Langkah penting agar daging empuk

Tekstur empuk dimulai sejak proses pemotongan. Daging diiris memanjang, kurang lebih selebar jari, lalu dipotong melawan serat agar lebih mudah lembut saat matang.

Setelah itu, semua bumbu halus diblender lalu dicampurkan ke daging yang sudah dipotong. Daging kemudian dimarinasi selama 1–2 jam supaya bumbunya lebih meresap sebelum masuk ke proses pembakaran.

Sesudah bumbu meresap, daging ditusuk dengan tusukan sate yang sudah direndam lebih dulu. Devina menyarankan susunan zig-zag agar tampilan sate lebih rapi dan matang merata saat dipanggang.

Cara membakar dan meracik sambal

Sate bisa dipanggang menggunakan griller, dan permukaan alat perlu diolesi sedikit minyak atau lemak sapi agar daging tidak lengket. Cara panggang tradisional juga tetap bisa digunakan sesuai kebiasaan memasak di rumah.
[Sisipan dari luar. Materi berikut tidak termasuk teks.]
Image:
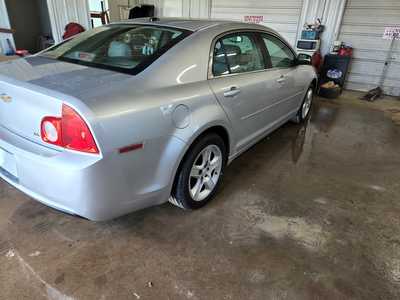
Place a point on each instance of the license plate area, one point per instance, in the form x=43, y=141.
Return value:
x=8, y=165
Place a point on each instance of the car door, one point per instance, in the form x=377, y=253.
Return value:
x=240, y=79
x=284, y=70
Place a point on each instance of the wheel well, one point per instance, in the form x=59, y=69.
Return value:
x=222, y=132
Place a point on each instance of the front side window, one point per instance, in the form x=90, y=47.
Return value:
x=237, y=53
x=125, y=48
x=280, y=54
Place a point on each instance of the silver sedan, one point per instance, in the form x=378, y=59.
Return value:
x=134, y=114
Selama dibakar, kedua sisi sate diolesi bumbu halus agar rasanya makin kuat. Tingkat kematangan bisa disesuaikan dengan selera, tetapi sate paling nikmat saat disajikan hangat.

Untuk sambalnya, bawang putih dan garam diulek lebih dulu hingga halus. Setelah itu, cabai rawit merah dan hijau ditambahkan, lalu tomat dimasukkan bersama gula dan perasan jeruk limau agar aroma dan kesegarannya keluar.

Sate maranggi ala Chef Devina Hermawan ini menawarkan cara lain mengolah daging kurban tanpa bumbu kacang. Dengan marinasi rempah, teknik potong yang tepat, dan sambal tomat yang segar, sajian ini bisa jadi pilihan untuk membuat meja makan keluarga terasa lebih spesial.